SPHHS Welcomes New Faculty for Fall 2020

SPHHS new faculty fall 2020

New tenure-track faculty Kathryn Derose (top left), Sarah Gonzalez-Nahm (top right), 
and (bottom from left) Douglas Martini, Carrie Nobles, and Sarah Roelker.

September 21, 2020

The School of Public Health and Health Sciences welcomed five new tenure-track and six new non tenure-track faculty members into its ranks this academic year.

New tenure-track hires for Fall 2020 include Carrie Nobles (Environmental Health Sciences), Kathryn Derose (Health Promotion and Policy), Douglas Martini and Sarah Roelker (Kinesiology), and Sarah Gonzalez-Nahm (Nutrition). New non-tenure-track faculty members include research assistant professor Evan Ray (Biostatistics and Epidemiology), Communication Disorders lecturers Dana Hoover, Jo Shackelford, and Michael Starr, and Nutrition lecturers Christy Maxwell and Heather Wemhoener.

Learn more about our new tenure-track faculty members:

Kathryn P. Derose joins the Department of Health Promotion and Policy as a full professor. Her research focuses on understanding and addressing health inequalities, with particular expertise regarding social determinants of health, faith-based organizations, community-based participatory research, immigrants' healthcare access, Latino populations, and Latin America. She uses mixed methods (quantitative and qualitative) for intervention design and evaluation and has led multiple NIH-funded studies that developed and/or tested multi-level interventions to address health disparities, such as church-based efforts to reduce HIV-related stigma and promote HIV testing and prevent obesity. Prior to accepting her position at UMass Amherst, she worked for the RAND Corporation as a senior policy researcher. She received her PhD in Health Services from UCLA.

Sarah Gonzalez-Nahm joins the Nutrition department as an assistant professor. She received her PhD from the University of North Carolina at Chapel Hill, and most recently served as Assistant Scientist and Deputy Director of the Lerner Center for Public Health Promotion at the Johns Hopkins Bloomberg School of Public Health. She is a mixed methods researcher interested in maternal and child nutrition, the social determinants of health, and obesity. She is a systems thinker who believes complex problems, such as obesity and health inequity, require complex solutions. Her long-term research goals are to 1) gain a deeper understanding of the factors that contribute to inequities in nutrition and obesity for families with young children; and (2) contribute to policy and system-level solutions that target obesity and health inequities.

Douglas Martini joins the Department of Kinesiology as an assistant professor following a postdoctoral research position at Oregon Health and Science University. Martini’s research focuses on understanding the effects of central neural dysfunction on motor and cognitive performance due to neurotrauma (concussion) and neurodegenerative disease (Parkinson’s disease). Key aspects of his research involve identifying the underlying neural mechanisms that determine the speed and magnitude at which performance declines. His approach integrates neural activity, biomechanical, and cognitive assessments to determine which neural mechanisms contribute to performance decline. The goal of his research is to improve quality of life for people in the neurotrauma and neurodegenerative disease populations. Martini earned his PhD from the University of Michigan.
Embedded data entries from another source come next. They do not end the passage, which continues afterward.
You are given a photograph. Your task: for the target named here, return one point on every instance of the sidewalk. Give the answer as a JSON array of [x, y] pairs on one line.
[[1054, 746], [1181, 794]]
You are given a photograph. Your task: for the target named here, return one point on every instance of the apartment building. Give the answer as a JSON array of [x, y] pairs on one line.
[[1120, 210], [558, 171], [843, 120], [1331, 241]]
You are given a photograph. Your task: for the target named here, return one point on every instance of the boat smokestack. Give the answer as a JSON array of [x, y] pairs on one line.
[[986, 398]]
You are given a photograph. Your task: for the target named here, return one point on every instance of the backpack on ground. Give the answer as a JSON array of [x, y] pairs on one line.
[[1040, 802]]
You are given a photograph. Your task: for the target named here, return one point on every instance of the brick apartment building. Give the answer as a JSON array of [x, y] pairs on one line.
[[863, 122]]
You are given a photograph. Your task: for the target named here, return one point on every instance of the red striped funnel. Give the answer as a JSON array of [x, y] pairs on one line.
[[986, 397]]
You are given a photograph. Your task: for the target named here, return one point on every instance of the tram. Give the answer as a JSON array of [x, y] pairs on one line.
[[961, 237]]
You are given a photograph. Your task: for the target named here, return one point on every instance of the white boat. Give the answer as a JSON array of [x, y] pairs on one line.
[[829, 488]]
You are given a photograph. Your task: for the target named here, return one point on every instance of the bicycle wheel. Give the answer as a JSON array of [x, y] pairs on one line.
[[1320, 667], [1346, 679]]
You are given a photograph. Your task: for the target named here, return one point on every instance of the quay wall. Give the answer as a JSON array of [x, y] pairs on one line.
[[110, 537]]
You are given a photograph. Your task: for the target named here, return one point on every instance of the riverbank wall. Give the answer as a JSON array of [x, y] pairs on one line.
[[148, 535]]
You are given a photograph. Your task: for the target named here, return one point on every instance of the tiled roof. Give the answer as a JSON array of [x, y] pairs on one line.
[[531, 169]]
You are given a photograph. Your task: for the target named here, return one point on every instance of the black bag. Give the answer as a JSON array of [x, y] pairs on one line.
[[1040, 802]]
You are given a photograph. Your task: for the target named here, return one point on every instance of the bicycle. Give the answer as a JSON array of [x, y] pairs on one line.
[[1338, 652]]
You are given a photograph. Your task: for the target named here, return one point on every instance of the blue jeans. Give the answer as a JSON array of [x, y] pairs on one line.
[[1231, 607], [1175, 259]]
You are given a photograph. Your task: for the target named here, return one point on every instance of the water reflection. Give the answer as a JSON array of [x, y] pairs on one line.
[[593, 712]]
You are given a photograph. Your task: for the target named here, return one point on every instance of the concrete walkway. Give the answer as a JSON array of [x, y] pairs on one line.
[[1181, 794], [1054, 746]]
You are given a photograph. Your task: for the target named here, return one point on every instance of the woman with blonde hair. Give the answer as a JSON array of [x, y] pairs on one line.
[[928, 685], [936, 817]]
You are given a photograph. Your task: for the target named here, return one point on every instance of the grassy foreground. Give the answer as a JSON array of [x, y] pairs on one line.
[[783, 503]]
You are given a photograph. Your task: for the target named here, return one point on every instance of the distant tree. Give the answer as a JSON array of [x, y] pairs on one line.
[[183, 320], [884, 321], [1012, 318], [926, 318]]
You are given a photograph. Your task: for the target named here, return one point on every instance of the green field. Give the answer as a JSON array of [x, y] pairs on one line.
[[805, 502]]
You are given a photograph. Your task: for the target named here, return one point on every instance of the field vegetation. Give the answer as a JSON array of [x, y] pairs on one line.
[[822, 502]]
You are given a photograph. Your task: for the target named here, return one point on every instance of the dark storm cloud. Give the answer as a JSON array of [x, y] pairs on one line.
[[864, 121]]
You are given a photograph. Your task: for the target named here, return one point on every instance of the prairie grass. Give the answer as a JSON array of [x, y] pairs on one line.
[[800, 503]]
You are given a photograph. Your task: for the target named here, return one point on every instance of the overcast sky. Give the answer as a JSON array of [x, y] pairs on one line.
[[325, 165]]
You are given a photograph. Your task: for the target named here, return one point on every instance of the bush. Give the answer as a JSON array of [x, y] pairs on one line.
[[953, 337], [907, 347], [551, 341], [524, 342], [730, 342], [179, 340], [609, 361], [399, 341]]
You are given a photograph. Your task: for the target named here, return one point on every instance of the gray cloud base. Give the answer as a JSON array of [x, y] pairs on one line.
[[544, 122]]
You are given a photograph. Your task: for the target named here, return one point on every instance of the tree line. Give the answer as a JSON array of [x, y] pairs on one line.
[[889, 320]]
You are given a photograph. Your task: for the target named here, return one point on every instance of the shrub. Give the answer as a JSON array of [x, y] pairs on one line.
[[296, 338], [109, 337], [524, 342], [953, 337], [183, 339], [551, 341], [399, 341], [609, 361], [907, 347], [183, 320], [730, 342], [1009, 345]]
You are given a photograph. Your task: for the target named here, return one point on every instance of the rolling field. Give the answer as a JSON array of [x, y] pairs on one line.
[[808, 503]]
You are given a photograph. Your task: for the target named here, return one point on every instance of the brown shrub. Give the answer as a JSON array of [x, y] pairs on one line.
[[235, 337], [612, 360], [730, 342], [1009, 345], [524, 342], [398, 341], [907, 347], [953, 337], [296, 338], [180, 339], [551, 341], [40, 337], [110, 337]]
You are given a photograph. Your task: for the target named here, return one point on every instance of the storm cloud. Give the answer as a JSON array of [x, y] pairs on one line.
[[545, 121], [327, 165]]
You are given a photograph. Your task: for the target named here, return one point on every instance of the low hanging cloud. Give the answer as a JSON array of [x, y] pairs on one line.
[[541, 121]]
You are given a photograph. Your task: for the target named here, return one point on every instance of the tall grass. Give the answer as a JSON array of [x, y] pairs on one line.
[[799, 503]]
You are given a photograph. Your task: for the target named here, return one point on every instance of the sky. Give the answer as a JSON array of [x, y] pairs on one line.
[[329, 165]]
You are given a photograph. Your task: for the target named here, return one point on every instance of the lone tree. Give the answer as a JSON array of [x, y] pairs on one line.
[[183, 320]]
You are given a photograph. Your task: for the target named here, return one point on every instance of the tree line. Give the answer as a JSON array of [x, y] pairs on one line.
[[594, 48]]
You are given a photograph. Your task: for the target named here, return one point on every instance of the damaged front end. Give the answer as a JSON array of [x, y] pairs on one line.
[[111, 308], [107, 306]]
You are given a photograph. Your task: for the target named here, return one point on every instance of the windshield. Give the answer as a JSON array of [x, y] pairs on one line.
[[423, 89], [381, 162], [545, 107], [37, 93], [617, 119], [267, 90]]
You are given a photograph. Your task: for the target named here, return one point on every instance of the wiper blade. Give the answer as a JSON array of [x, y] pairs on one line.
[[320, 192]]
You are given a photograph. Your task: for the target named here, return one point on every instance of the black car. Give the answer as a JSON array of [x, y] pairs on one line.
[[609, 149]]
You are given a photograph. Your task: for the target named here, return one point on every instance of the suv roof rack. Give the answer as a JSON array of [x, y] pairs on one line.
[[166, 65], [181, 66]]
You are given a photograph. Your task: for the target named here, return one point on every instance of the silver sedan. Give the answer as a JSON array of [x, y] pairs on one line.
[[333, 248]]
Carrie Nobles joins the Department of Environmental Health Sciences as an assistant professor. A UMass Amherst alumna with a PhD in Epidemiology, Nobles most recently worked as a research fellow at the Eunice Kennedy Shriver National Institute of Child Health and Human Development. An environmental and reproductive epidemiologist, Nobles focuses on the impact of exposure to ambient air pollution during preconception and in early pregnancy on reproductive and perinatal health. A strong evidence base suggests that air pollution, likely through mechanisms of inflammation, oxidative stress and vascular dysfunction, increases risk of cardiovascular events and pregnancy complications. Her research centers on understanding how these mechanisms may similarly impact reproductive health during critical windows of exposure including ovulation, spermatogenesis, implantation and vascularization of the placenta. The main goal of her research is to produce policy-relevant findings for the impact of both acute and chronic exposure to ambient air pollution on maternal, paternal and offspring health.

Sarah Roelker joins the Department of Kinesiology as an assistant professor following her postdoctoral work at the University of Texas at Austin and her doctoral studies at Ohio State University. Roelker’s research in the UMass Neuromuscular Biomechanics Laboratory leverages musculoskeletal modeling and simulation techniques to gain insights into the neuromusculoskeletal mechanisms underlying typical and impaired locomotion to identify rehabilitation targets to improve locomotor function and quality of life in individuals with impaired mobility. A primary aim of her research is to identify the biomechanic and neuromuscular mechanisms contributing to impaired dynamic balance in populations with increased fall-risk using a combination of experimental and simulation techniques. The goal of this work is to identify intervention targets to improve dynamic balance and decrease fall-risk, particularly in older adults, individuals with post-stroke hemiparesis, and individuals with Parkinson’s disease.